Results and discussion

Effect levels
Dose descriptor:
Effect level:
> 5.05 mg/L air (analytical)
Based on:
test mat.
Exp. duration:
4 h
Remarks on result:
other: Mean achieved concentration
No mortality was observed in either the sighting or main tests.
Clinical signs:
other: Wet fur and fur staining were commonly recorded mostly on the day of exposure and in some occasions several days after exposure. These observations were considered to be related to the restraint and exposure procedures and, in isolation, were considered n
Body weight:
Normal bodyweight gain was noted during the observation period for all animals.
Gross pathology:
No treatment related gross lesions were noted.

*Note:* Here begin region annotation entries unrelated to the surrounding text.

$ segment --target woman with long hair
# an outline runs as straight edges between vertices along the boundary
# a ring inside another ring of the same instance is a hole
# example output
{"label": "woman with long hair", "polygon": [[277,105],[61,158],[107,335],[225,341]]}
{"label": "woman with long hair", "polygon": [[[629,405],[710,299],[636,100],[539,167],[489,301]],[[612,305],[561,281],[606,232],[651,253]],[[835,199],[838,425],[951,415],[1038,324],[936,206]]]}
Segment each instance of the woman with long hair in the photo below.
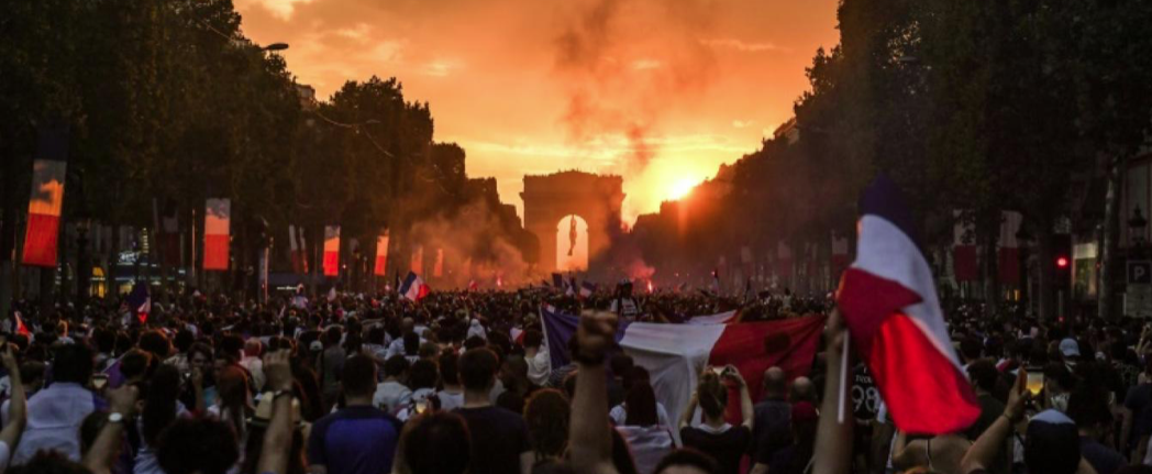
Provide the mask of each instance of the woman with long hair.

Applicant's summary and conclusion

Interpretation of results:
not classified
Migrated information Criteria used for interpretation of results: EU
Under the conditions of the test, no death or overt signs of toxicity occurred in a group of five male and five female rats exposed to a mean achieved atmosphere of 5.05 mg/L for four hours. The LC50 was therefore determined to be greater than 5.05 mg/L.
Executive summary:

The acute toxicity of the test material was determined using Wistar strain rats in an acute inhalation toxicity study. The study was performed under GLP conditions and in accordance with the standardised guidelines OECD 403, EU Method B.2 and EPA OPPTS 870.1300.

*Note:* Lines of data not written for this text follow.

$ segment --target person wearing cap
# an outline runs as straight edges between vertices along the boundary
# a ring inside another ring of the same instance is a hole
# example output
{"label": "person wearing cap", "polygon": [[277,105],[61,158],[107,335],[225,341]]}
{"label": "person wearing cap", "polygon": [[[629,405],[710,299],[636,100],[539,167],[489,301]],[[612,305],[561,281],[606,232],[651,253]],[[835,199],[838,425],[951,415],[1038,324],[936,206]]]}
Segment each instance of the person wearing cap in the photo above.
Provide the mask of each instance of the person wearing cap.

A single sighting exposure was performed prior to the main study with 2 males and 2 females at the target concentration of 5 mg/L.

In the main study group, 10 (5 male and 5 female) rats were exposed to the mean achieved concentration of 5.05 mg/L. The animals were exposed for 4 hours using a nose-only exposure system, followed by a 14 day observation period. Aerosol concentrations were measured gravimetrically. The particle size distribution of the test aerosol was determined regularly during the exposure period. Clinical observations and bodyweights were recorded throughout the study, and at the end of the observation period the animals were euthanised and subjected to a gross examination post mortem.

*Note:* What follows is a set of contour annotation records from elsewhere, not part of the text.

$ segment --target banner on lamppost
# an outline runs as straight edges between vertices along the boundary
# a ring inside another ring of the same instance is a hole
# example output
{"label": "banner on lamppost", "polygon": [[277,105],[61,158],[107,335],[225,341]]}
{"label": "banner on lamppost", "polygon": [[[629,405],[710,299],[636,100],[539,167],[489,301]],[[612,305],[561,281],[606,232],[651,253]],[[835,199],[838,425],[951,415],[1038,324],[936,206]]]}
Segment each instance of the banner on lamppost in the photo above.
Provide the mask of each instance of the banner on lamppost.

In the main study the MMAD was 3.00 µm with a GSD of 2.56. The inhalable fraction (% < 4 µm) was 61.9 %.

Under the conditions of the test, no death or overt signs of toxicity occurred in a group of ten rats exposed to a mean achieved atmosphere of 5.05 mg/L for four hours. As no deaths occurred at 5.06 mg/L no further testing was required. The LC50 was therefore determined to be greater than 5.05 mg/L.